SCUBA

Single Cell Unified Back end API

SCUBA is a unified data accession interface for single cell data formats. The package pulls data from Seurat, SingleCellExeriment, and Anndata objects for use in downstream plotting and analysis. Plotting functions that produce Seruat-style plots from all three object formats are also included.

Pre-requisites

SCUBA relies on the reticulate package to operate on AnnData objects. Please make sure you follow the instructions on the reticulate page before moving on.

It is recommended to use conda environments to manage your python version that is being used by reticulate. A conda environment can be used on the current R session by using reticulate::use_condaenv(). If you want to make it automatically load on startup you can select your conda environment in RStudio > Options > Python.

You must have the following packages installed and available in your python environment:

Numpy
Scipy
Pandas
AnnData

Installation

Run the command below to install SCUBA. BiocManager is used to automatically install Bioconductor dependencies (SCUBA is not a Bioconductor package).

If you plan to use SCUBA with anndata objects, use dependencies = TRUE. If you only plan to use SCUBA with Seurat and SingleCellExperiment objects, use dependencies = FALSE.

if (!require("BiocManager", quietly = TRUE))
    install.packages("BiocManager")

# Set dependencies to FALSE if you do not plan to use anndata objects
BiocManager::install("username/pkgRepo", dependencies = TRUE)

Working with different objects in SCUBA

The following demonstrates how to use SCUBA to access data in various formats.

There are three primary data accession methods: FetchData, fetch_metadata and fetch_reduction.

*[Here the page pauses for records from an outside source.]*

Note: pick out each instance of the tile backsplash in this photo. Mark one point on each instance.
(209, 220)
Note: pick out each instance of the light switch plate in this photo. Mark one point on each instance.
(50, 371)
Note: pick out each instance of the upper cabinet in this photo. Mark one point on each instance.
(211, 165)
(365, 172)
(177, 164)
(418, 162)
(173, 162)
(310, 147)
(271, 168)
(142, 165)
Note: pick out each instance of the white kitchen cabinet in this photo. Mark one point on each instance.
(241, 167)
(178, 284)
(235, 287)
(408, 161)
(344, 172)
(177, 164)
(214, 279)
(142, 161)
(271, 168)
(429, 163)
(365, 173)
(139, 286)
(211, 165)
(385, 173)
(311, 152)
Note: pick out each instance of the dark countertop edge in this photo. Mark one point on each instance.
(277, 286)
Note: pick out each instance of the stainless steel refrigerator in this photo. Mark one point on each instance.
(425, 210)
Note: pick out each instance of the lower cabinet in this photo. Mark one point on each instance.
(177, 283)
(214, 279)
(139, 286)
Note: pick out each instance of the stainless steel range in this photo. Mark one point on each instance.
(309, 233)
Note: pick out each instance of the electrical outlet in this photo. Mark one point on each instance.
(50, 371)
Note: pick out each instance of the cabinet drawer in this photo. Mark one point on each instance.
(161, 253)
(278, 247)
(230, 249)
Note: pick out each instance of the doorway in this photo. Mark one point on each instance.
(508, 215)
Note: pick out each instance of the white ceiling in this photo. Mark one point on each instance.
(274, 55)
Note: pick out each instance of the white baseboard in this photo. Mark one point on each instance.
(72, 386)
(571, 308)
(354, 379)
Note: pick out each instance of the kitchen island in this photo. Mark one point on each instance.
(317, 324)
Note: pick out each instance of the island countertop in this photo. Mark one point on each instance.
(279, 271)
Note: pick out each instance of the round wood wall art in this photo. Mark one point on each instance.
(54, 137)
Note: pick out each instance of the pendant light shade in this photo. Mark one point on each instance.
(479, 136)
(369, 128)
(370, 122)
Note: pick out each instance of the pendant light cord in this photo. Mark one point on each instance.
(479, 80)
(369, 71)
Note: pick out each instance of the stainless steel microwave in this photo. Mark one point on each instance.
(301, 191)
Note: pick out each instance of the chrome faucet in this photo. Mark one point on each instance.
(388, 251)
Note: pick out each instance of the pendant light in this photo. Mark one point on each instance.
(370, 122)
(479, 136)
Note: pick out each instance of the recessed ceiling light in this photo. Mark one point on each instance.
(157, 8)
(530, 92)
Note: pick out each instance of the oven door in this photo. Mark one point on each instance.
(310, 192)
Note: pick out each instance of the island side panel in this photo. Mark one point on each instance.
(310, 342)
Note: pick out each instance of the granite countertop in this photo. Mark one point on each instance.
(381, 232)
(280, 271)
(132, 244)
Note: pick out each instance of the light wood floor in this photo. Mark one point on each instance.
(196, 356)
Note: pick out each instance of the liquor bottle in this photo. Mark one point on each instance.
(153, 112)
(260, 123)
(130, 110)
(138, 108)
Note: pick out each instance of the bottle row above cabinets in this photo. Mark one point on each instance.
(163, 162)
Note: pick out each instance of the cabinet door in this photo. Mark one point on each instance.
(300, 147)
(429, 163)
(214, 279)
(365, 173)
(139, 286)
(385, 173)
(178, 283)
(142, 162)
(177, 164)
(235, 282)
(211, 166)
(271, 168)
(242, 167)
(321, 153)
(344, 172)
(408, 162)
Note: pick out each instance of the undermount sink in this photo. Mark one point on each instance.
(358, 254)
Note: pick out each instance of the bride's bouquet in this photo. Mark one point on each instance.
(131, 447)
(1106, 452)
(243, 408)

There are two object exploration methods: meta_varnames and unique_values

Primary Data Accession Methods

For Seurat objects

FetchData(
      AML_Seurat,
      layer = "data",
      vars =
        c("ab_CD117-AB",
          "ab_CD123-AB",
          "ab_CD11c-AB",
          "rna_GAPDH",
          "rna_MEIS1",
          # Reductions
          "UMAP_1",
          "UMAP_2",
          # Nonexistent features
          "ab_CD900",
          # Metadata
          "nCount_RNA",
          "nFeature_RNA",
          # "Ambiguous" feature not in RNA assay
          "CD11a-AB"
        )
    )
    
fetch_metadata(
      AML_Seurat, 
      vars = c("Batch", 
               "nCount_RNA"
               )
            )
#Can use full_table=T which is much more computationally efficient than selecting vars.

fetch_reduction(
      AML_Seurat,
      dims = c(1, 2), 
      reduction = default_reduction(AML_Seurat), 
      cells = get_all_cells(AML_Seurat)
  )

For SingleCellExperiment

FetchData(
      AML_SCE(),
      layer = "logcounts",
      vars =
        c("AB_CD117-AB",
          "AB_CD123-AB",
          "AB_CD11c-AB",
          "RNA_GAPDH",
          "RNA_MEIS1",
          # Reductions
          "UMAP_1",
          "UMAP_2",
          # Nonexistent features
          "AB_CD900",
          # Metadata
          "nCount_RNA",
          "nFeature_RNA",
          # "Ambiguous" feature not in RNA assay
          "CD11a-AB"
        )
    )

fetch_metadata(
      AML_SCE(), 
      vars = c("Batch", 
               "nCount_RNA"
               )
            )
#Can use full_table=T which is much more computationally efficient than selecting vars.

fetch_reduction(
      AML_SCE(),
      dims = c(1, 2), 
      reduction = default_reduction(sce), 
      cells = get_all_cells(sce)
  )

AnnData:

FetchData(
      AML_h5ad(),
      vars =
        c("protein_CD123-AB",
          "protein_CD117-AB",
          "X_MEIS1",
          "X_GAPDH",
          # Reductions
          "X_umap_1",
          "X_umap_2",
          # Metadata
          "nCount_RNA",
          "nFeature_RNA"
        )
    )
    
fetch_metadata(
      AML_h5ad(), 
      vars = c("Batch", 
               "nCount_RNA"
               )
            )
#Can use full_table=T which is much more computationally efficient than selecting vars.

fetch_reduction(
      AML_h5ad(),
      dims = c(1, 2), 
      reduction = default_reduction(AML_anndata), 
      cells = get_all_cells(AML_anndata)
  )

Object Exploration Methods

> meta_varnames(AML_h5ad())
 [1] "nCount_RNA"          "nFeature_RNA"        "nCount_AB"           "nFeature_AB"         "nCount_BOTH"         "nFeature_BOTH"      
 [7] "BOTH_snn_res.0.9"    "seurat_clusters"     "Prediction_Ind"      "BOTH_snn_res.1"      "ClusterID"           "Batch"              
[13] "x"                   "y"                   "x_mean"              "y_mean"              "cor"                 "ct"                 
[19] "prop"                "meandist"            "cDC"                 "B.cells"             "Myelocytes"          "Erythroid"          
[25] "Megakaryocte"        "Ident"               "RNA_snn_res.0.4"     "condensed_cell_type"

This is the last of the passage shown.